Léna is also a Regional Manager for Writopia Lab whose mission is to foster joy, literacy, and critical thinking in kids and teens from all backgrounds through creative writing.
"Well, the question is, what do you want to believe? Do you want to live in a world where things are possible, or in one where they aren't?" Cin, Edges.
Monday, April 26, 2010
Why Kids Like Dark . . .
. . . and their parents don't. In terms of imagination and creativity that is. I will not even break the surface of this topic here, but as both a parent and a teacher, my thinking has evolved over the years.
"Why do kids like dark? Because it's cool!" My ten-year-old said. Duh, mom. (And I am the mom who let him watch the Spiderman movie for the first time only recently.)
If I have a violent dream, does that necessarily mean that I'm violent?
Is Stephen King a twisted criminal, just because he writes horror? Are we for reading it?
If I like stories about vampires, does that mean I want to be one? Or that I want to give my power away?
(I hope you're saying"no". Otherwise, stop reading. Or no, keep reading! Maybe I'll change your mind.)
I work with kids on their writing, and I have found that many kids aged 10 to 18 really love exploring dark topics and emotional complexity.
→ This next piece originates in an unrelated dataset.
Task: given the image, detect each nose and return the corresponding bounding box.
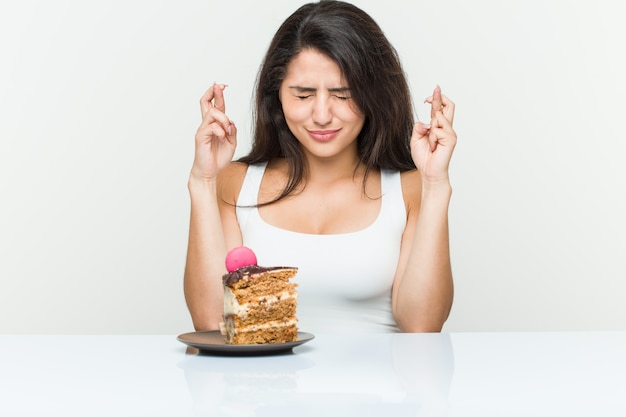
[312,94,333,126]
Sometimes to their parents discomfort, and oh how I understand!
One of our Writopia interns, a bright sophomore at Beacon high school, put it to me this way: "If I explore writing about something really dark like suicide, it doesn't mean I want to commit suicide. It just means that I'm trying to wrap my head around something very confusing and I'm trying to make sense of it in my writing."
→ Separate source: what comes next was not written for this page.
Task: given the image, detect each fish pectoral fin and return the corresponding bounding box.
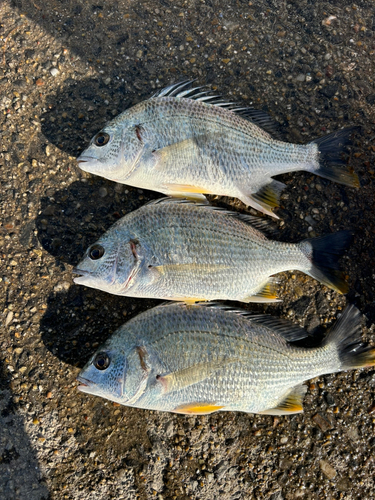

But give a piece with those issues to a parent and their response might be one of alarm. Meg, my mentee, also had some interesting things to say on this topic. "Parents live in the real world - when you have a kid, you become hyper conscious of everything that could go wrong. Kids aren't in the real world as much." Kids are more able to live in their imagination, but have to learn to harness it, and writing is an excellent tool for something as wild and untamable as the creative mind.
Kids are exposed every where they turn in books, TV and movies to dark topics, and they are excited about this - they are excited to explore how they feel and think about the world. Two truisms about kids and writing collide:
1: Writing is a cathartic experience.
2: Kids love drama and conflict. They love to see how other people make mistakes and work things out. Or don't. "Darkness is the easiest path to drama," Meg said. "Things are less scary when you make up your own stories about it."
A piece of writing alone is not indicative of an emotional trouble, but we all need to be aware of the symptoms of depression. (Click on this website for more information: Keep Kids Healthy.) As a child who wrote and experienced depression herself, I am sensitive to this issue. Indeed, it set me on a path in my early 20's to become a drama therapist, wanting to better understand the nuances of my own psychology as well as a thirst to help others process things in a creative way, using narrative, whether it's through drama or writing, as a means of finding ourselves.